The American Revolutionary War made it impossible relocation of convicted criminals to the colony. His Majesty's Government had to rush to find a replacement for transportation. In the mid-70s of 18 century there were attempts to develop the foundations of new types of punishment that would replace transportation. Such an alternative would hard labor in special Houses of Hard Labor and Penitentiary Houses. The application of punishment by hard labour to criminals sentenced to transportation is developed in the Hulks Act 1776, the Hard Labour Bill 1778 and the Penitentiary Act 1779. The Hard Labour Bill and the Penitentiary Act were not about reforming prisons, but about developing a system of execution and serving a new type of punishment – imprisonment combined with hard labor.
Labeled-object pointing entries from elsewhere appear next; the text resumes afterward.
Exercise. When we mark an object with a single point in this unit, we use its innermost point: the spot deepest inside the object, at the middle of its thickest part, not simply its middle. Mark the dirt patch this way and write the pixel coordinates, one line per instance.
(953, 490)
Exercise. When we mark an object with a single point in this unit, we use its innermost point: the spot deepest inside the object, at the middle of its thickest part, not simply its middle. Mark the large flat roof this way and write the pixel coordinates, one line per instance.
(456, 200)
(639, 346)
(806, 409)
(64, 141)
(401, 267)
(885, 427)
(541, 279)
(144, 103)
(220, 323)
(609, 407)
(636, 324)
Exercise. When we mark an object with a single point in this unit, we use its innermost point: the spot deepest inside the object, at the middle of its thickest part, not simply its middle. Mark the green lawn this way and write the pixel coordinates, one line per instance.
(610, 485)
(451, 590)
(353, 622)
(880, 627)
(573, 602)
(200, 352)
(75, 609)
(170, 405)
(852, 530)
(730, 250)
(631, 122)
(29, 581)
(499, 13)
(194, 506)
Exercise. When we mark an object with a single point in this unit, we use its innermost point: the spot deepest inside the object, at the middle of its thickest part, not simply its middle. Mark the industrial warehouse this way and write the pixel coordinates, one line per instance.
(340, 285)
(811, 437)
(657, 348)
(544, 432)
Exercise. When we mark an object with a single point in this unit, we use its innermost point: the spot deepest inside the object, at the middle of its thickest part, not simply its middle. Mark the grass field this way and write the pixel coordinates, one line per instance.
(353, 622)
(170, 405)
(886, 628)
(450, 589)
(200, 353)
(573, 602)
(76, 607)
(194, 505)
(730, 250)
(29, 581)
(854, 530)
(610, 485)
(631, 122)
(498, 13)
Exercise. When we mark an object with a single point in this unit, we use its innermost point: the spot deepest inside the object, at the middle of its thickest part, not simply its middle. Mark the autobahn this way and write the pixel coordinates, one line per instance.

The Hard Labor Bill for the first time enshrined the norms that, in 30-40 years, became the basis of the Pennsylvania system, the Auburn system, the progressive system: solitary confinement, the division of convicts into classes, the correction of the offender with the active participation of chaplain, the system disciplinary offence and sanction, initiation of post-penitentiary care, requirements for prison staff, control and supervision of prison activity by the public and judges.
The Hard Labor Bill has not been approved by Parliament. It has been slightly redesigned. The idea of a system of Houses of Hard Labor across the country had to be abandoned. Instead, William Blackstone proposed experimental Penitentiary Houses. It was approved in the Penitentiary Act 1779. An analysis of the main provisions of the Penitentiary Act shows that at least part of the regulation of the Penitentiary Houses and their conditions of detention were based on the Hard Labor Bill. Although the ambitious idea of creating a network of prisons throughout the country has been abandoned, Penitentiary Act 1779 has retained the general philosophy of imprisonment in combination with hard labor. Despite the lack of practical implementation, the 1779 Penitentiary Act was essential to further improve the operation of existing detention facilities and build new prisons throughout the country, but as a local initiative rather than a centralized reform.